JAK2V617F Myeloproliferative Neoplasms Support Parallel Evolution of Independent Leukemic Clones

Myeloproliferative neoplasms (MPNs) are hematological diseases predominantly driven by the JAK2V617F mutation. Progression from chronic-phase MPN to secondary acute myeloid leukemia (sAML) is a severe complication as it dramatically worsens disease prognosis. While sAML transformation is classically linked to MPN clones acquiring additional mutations, the absence of JAK2V617F in sAML cases originating from JAK2-mutant MPNs suggests alternative mechanisms. Utilizing patient samples and in vivo modeling, we establish that sAML clones can emerge independently of JAK2-mutant cells.
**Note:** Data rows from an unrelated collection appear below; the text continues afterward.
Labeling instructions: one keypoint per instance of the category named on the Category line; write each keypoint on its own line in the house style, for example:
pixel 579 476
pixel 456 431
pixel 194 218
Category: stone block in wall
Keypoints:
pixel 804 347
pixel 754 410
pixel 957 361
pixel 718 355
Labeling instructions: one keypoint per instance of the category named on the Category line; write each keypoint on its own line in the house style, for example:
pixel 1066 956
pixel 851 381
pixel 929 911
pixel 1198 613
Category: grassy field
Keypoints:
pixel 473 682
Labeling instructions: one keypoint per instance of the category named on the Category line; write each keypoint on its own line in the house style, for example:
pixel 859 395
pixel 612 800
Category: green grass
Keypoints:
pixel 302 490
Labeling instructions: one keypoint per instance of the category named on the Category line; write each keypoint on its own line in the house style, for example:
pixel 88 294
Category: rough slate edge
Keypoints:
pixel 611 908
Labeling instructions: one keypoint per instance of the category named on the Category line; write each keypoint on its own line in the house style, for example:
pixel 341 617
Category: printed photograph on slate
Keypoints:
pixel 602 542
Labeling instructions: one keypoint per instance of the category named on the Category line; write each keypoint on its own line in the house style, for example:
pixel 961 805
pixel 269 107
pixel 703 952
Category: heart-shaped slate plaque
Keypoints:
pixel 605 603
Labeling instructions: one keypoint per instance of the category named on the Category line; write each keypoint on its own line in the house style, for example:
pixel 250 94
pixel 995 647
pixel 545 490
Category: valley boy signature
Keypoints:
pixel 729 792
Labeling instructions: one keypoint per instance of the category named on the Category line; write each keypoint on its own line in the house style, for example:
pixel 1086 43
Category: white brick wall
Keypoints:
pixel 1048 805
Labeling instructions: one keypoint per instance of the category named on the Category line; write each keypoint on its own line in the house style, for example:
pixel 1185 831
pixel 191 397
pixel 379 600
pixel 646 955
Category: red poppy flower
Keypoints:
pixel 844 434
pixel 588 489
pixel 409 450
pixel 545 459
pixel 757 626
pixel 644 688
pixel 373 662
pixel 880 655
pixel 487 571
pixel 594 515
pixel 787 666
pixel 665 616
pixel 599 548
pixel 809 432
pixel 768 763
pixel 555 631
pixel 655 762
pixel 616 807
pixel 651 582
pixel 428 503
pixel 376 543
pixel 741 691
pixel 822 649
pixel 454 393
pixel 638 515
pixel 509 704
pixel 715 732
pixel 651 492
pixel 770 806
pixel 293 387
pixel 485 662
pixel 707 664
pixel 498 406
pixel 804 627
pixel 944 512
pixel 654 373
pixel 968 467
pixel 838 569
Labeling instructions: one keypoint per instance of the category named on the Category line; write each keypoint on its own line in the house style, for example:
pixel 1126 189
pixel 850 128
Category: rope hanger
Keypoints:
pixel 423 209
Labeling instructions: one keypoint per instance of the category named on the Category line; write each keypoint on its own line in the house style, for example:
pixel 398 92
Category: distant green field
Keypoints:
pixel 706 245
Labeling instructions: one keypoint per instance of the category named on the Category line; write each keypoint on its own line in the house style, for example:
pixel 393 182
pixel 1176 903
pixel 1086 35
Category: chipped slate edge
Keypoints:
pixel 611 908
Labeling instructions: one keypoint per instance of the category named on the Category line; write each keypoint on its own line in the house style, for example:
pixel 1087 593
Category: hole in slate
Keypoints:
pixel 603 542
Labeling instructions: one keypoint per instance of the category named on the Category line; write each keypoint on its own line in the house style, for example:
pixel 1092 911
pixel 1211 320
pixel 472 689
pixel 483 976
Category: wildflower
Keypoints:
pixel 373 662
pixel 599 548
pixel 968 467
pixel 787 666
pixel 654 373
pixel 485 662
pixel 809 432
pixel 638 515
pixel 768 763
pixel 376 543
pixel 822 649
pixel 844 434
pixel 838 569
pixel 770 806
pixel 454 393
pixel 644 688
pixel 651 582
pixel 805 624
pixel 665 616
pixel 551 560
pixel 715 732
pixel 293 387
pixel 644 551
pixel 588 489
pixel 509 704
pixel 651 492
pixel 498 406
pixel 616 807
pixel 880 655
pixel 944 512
These leukemic clones undergo positive selection in the pro-inflammatory MPN environment leading to their predominance in the hematopoietic system. Genetic and pharmacological inhibition of IL-12 and TNFa mitigates this competitive advantage. Our data establish a new paradigm and show that disease progression in MPN can arise from parallel acute myeloid leukemia (pAML) clones. Overall design: To investigate the differential gene expression patterns of Tet2-mutant hematopoietic stem and progenitor cells in either a Jak2-mutant or wild-type environment, we established Cre-mediated deletion and knock-in models. Competitive BM transplantation was performed. Post-transplant cells were isolated 10 and 18-weeks post transplant for analysis of gene expression patterns by RNA sequencing.